Und genau das ist es, was beim reduzierenden Begriffspaar Grande Dame zu kurz kommt: Die Frauen, denen mit diesem Etikett gehuldigt wird, sind allesamt viel mehr als aufs Podest zu stellende Berühmtheiten. Sie sind und waren widerständig und unbequem. Von ihnen lässt sich viel lernen, wenn man sie nicht sprachlich einbalsamiert und damit gedanklich ad acta legt. Und sie verdienen es, dass sich Medienleute ein bisschen mehr Mühe damit geben, wie sie zu bezeichnen sind. Da reicht ein gefälliges, aber gedankenloses Grande Dame nicht aus.

Das Besondere in ihrem Leben hat oder hatte in der Regel wenig damit zu tun, dass sie Frauen waren, sondern dass sie auf ihrem Gebiet Besonderes geleistet haben. Natürlich macht Helen Mirren auch auf dem roten Teppich zur Oscar-Verleihung mit Haltung Furore, aber sie ist auf diesem Teppich, weil sie eine sehr gute Schauspielerin ist – und in ihrem Fach auch Mut zur Hässlichkeit und zum Anstößigen hat, wie zum Beispiel in der Krimireihe „Heißer Verdacht“ oder dem Biopic „Golda Meir“.

Keine weiteren Hohlphrasen, bitte

Wikipedia schreibt, das Gegenstück zur Grande Dame sei der Grandseigneur, also „der vornehme, weltgewandte Mann“. Doch das stimmt für den Gebrauch in den Medien eigentlich nicht, vielleicht, weil „vornehm“ und „weltgewandt“ kaum noch Kategorien sind, die wir auf Männer anwenden. Die journalistische Gebrauchs-Analogie zur Grande Dame ist der „große alte Mann“, der als Bezeichnung noch bis vor rund zehn Jahren im Blätterwald herumirrte, wenn es galt, berühmte Männer sprachlich zu katalogisieren. Dem Schauspieler Will Quadflieg im „Merkur“ und dem Regisseur George Tabori in der „Welt“ wurde dergleichen noch zuteil.

Gottseidank lebte der Sprachpurist und Journalistenausbilder Wolf Schneider lang genug, als dass ihm allzu viele nachgerufen hätten, der „große alte Mann des deutschen Journalismus“ sei gestorben. Er hätte sich vermutlich im Grab noch überlegt, ob es da nichts Treffenderes bzw. weniger Banales gegeben hätte. Irgendwie kam der Topos aus der Mode. Vermutlich hat das mit der zunehmenden Verwendung des „alten weißen Mannes“ als Inbegriff des ewig Gestrigen zu tun.
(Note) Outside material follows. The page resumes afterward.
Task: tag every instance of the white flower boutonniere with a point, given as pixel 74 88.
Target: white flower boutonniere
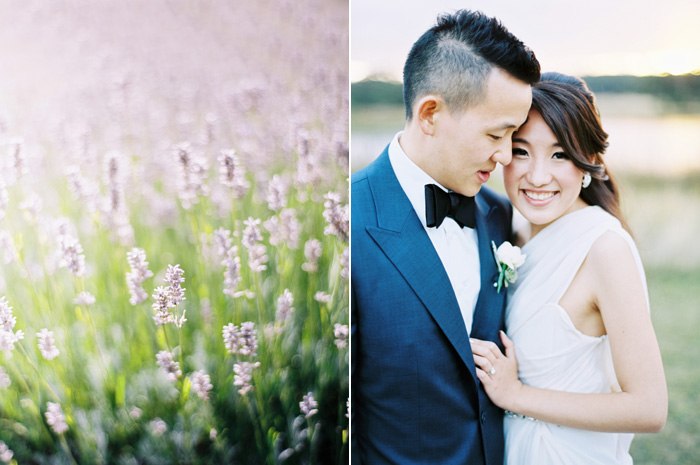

Wie auch immer:  die „großen alten Männer” sind passé. Vielleicht ließe sich auch der Begriff Grande Dame mit entsorgen? Aber bitte so, dass er nicht einfach durch andere beliebte Hohlphrasen ersetzt wird. Denn weder Grandseigneurs noch Grandes Dames möchten als „Urgesteine“ enden.

1 Kommentare

  1. Schöner Beitrag, vielen Dank – ich hab da noch nie drüber nachgedacht. Aber der Text leuchtet ein.
    Gibt’s eigentlich noch den Altmeister und den Doyen?